Support article Canada « Règles de confidentialité frustrantes en santé mentale »
Les proches
de personnes souffrant de maladie mentale se plaignent d’être tenus à l’écart
Johanne Roy Le
Journal de Québec du 9/11/2015*
«En santé mentale, les professionnels de la santé craignent les réprimandes s’ils parlent à la famille», souligne la directrice générale de la Boussole, Hélène Lévesque.
Les proches
des personnes souffrant de maladie mentale sont souvent tenus dans l’ignorance,
à cause des règles rigides de confidentialité dans le réseau de la santé qui
peuvent parfois avoir des conséquences dramatiques.
«On nous
rapporte des histoires d’horreurs, des situations aberrantes, où les familles
sont dans la noirceur totale.
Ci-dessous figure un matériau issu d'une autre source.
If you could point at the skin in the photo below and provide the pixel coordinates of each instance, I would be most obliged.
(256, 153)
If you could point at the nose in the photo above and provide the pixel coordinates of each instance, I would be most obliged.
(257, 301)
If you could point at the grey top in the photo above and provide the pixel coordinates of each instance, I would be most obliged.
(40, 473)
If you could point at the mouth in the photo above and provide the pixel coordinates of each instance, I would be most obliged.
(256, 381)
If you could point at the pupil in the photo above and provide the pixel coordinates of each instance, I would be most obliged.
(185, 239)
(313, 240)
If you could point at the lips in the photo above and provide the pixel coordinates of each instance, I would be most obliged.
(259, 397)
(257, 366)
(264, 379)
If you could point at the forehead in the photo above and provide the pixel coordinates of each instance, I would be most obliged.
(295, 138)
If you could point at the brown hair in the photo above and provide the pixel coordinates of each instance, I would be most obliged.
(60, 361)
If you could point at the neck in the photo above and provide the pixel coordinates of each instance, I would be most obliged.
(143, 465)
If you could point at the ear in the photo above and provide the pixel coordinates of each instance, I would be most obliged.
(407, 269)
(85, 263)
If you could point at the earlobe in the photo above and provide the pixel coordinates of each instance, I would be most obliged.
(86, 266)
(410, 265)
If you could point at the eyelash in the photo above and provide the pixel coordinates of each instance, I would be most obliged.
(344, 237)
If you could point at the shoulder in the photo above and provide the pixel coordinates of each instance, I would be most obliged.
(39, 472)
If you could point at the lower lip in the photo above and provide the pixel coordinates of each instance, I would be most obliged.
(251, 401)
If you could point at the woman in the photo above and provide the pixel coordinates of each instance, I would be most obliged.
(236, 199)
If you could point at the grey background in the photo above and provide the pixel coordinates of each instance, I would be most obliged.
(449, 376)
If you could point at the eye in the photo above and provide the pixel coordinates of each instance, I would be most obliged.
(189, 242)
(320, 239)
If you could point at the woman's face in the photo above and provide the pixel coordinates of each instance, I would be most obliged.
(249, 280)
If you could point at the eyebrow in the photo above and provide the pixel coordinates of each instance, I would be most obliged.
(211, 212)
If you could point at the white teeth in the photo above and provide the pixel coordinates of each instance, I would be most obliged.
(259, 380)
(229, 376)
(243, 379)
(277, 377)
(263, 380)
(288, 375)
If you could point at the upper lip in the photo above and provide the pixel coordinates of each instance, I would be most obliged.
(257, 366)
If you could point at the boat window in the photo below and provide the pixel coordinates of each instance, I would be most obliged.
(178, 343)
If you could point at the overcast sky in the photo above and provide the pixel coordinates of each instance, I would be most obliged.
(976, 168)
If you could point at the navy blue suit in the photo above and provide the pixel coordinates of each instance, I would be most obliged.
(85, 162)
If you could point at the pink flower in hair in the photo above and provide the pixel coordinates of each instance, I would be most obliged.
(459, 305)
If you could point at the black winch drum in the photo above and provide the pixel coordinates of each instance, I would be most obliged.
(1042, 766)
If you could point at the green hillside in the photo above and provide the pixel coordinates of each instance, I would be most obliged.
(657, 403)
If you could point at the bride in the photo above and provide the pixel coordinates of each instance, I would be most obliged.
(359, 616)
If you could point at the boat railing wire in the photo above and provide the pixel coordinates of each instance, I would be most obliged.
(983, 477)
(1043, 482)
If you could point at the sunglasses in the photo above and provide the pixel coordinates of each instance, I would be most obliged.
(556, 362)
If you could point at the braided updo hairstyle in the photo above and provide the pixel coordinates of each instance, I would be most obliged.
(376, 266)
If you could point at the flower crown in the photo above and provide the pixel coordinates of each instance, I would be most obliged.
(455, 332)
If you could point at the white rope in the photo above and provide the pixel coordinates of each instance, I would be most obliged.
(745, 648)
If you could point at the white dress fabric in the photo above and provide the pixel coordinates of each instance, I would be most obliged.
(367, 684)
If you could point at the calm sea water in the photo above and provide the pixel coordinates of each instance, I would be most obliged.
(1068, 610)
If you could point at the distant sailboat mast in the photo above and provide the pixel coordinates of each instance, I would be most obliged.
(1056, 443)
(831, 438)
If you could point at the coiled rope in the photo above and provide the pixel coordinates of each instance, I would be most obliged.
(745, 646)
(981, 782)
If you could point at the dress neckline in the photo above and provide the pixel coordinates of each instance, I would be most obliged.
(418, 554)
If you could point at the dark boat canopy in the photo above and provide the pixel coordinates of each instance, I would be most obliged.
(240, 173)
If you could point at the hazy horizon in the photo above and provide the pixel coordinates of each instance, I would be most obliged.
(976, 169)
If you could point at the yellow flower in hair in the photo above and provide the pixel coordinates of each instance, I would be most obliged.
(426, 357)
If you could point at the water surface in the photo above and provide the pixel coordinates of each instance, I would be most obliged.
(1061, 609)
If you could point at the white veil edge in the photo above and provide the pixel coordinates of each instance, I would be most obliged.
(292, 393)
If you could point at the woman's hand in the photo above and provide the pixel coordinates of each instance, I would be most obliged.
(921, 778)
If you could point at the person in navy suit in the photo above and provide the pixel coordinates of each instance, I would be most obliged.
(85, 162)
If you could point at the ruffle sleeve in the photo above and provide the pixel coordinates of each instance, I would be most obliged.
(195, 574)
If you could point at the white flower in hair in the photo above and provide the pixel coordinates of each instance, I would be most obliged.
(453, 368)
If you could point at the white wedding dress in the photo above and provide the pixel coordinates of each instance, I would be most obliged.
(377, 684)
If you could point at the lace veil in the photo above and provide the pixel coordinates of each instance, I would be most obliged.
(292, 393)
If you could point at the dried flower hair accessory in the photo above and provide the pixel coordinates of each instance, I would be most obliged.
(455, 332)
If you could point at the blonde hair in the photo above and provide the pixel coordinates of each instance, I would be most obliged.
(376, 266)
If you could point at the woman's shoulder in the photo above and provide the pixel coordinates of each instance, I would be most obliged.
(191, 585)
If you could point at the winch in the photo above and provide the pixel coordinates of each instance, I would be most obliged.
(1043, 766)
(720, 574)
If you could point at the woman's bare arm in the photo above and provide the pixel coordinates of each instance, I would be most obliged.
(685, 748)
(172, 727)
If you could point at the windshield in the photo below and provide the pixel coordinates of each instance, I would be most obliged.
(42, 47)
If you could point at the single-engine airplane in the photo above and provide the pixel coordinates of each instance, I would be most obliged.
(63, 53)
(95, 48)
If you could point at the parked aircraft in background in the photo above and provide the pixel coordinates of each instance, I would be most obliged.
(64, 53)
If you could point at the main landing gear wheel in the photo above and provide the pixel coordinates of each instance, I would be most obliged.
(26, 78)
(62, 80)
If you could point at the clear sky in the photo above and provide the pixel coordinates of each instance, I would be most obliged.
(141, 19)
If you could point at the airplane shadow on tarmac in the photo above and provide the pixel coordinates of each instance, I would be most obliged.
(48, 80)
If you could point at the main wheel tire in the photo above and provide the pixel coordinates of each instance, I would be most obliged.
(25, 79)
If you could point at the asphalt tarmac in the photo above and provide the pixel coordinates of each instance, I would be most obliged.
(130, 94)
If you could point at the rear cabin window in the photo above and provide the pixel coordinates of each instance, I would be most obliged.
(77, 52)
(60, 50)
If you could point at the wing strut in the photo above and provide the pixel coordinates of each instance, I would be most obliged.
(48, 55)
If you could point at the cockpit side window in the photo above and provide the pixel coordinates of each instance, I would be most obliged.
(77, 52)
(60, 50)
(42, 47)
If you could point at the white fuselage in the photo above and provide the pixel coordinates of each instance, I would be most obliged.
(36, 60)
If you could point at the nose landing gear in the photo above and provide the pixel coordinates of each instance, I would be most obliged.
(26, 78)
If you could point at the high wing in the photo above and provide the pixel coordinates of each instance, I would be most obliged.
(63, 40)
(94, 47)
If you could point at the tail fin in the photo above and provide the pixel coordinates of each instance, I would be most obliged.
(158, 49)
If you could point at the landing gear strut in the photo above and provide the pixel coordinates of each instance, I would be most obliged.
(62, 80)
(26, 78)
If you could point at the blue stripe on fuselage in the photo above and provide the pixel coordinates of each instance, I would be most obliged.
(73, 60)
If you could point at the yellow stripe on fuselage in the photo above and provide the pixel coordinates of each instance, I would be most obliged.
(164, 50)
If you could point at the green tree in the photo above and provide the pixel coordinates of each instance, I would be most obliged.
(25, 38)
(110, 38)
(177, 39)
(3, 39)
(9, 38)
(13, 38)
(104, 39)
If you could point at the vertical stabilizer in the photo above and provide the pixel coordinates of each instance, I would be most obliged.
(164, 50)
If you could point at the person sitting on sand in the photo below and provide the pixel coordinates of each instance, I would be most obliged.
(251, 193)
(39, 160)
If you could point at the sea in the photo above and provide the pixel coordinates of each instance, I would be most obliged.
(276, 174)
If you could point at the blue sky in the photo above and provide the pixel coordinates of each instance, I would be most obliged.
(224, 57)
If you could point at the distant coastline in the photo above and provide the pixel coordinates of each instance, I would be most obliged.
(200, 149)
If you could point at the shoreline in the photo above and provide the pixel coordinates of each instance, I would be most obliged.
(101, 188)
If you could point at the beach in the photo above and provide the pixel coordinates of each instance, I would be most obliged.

On ne veut pas remettre en question la
confidentialité, mais il faut mieux baliser ces règles qui sont appliquées de
façon très inégale dans le réseau de la santé», opine Hélène Lévesque,
directrice générale de la Boussole, à Québec, organisme qui soutient les
proches des personnes atteintes de maladie mentale.
Les
intervenants de la Boussole ont suivi, il y a quelques années, la famille d’un
jeune homme qui s’est suicidé peu après sa sortie de l’hôpital. Ses proches
n’avaient pas été avisés qu’il avait obtenu son congé. En plus d’être durement
éprouvée par ce deuil, la famille a eu du mal à accepter le fait qu’elle ait
été tenue à l’écart, illustre Mme Lévesque.
«Allez lui
demander!»
Lorsque son
frère atteint de schizophrénie a été hospitalisé, Céline (prénom modifié) a
tenté d’avoir des informations sur l’état de santé de celui-ci, mais elle s’est
butée à une fin de non-recevoir frustrante du personnel soignant.
«J’allais le
voir, le soir, à l’hôpital. Je demandais à l’infirmière au poste de garde
comment il allait, s’il était en paix ou agressif. Je me faisais répondre:
allez lui demander! Je savais qu’il avait des délires et qu’il ne nous disait
pas la vérité», confie Céline.
Changement
de culture
Le
psychiatre Marc-André Roy, qui est rattaché à la clinique
Notre-Dame-des-Victoires pour jeunes adultes psychotiques, à Québec, a été trop
souvent confronté à ce genre de situations. «Le réflexe dans le système de
santé est de dire: c’est la règle de confidentialité, cela s’arrête là. C’est
lui mon patient, je n’ai pas à parler à la famille. Or, les recherches montrent
hors de tout doute que l’intervention familiale aide les personnes ayant des
troubles psychotiques», signale le Dr Roy.
Il faut
faire évoluer les pratiques, estime-t-il. «A la clinique, on prend le temps
d’expliquer au jeune que s’il consent à ce qu’on parle à sa famille, on ne
dévoilera pas les détails de sa vie privée, mais les grandes lignes de son
traitement», rapporte le psychiatre.
Monde de
préjugés
Hélène
Lévesque abonde dans le même sens. «Le motif de plainte qui revient le plus
souvent chez les proches, c’est «on ne sait rien!». Ils veulent aider la
personne, mais se sentent impuissants. La santé mentale est un autre monde. On
est tous pris dans les préjugés», constate-t-elle.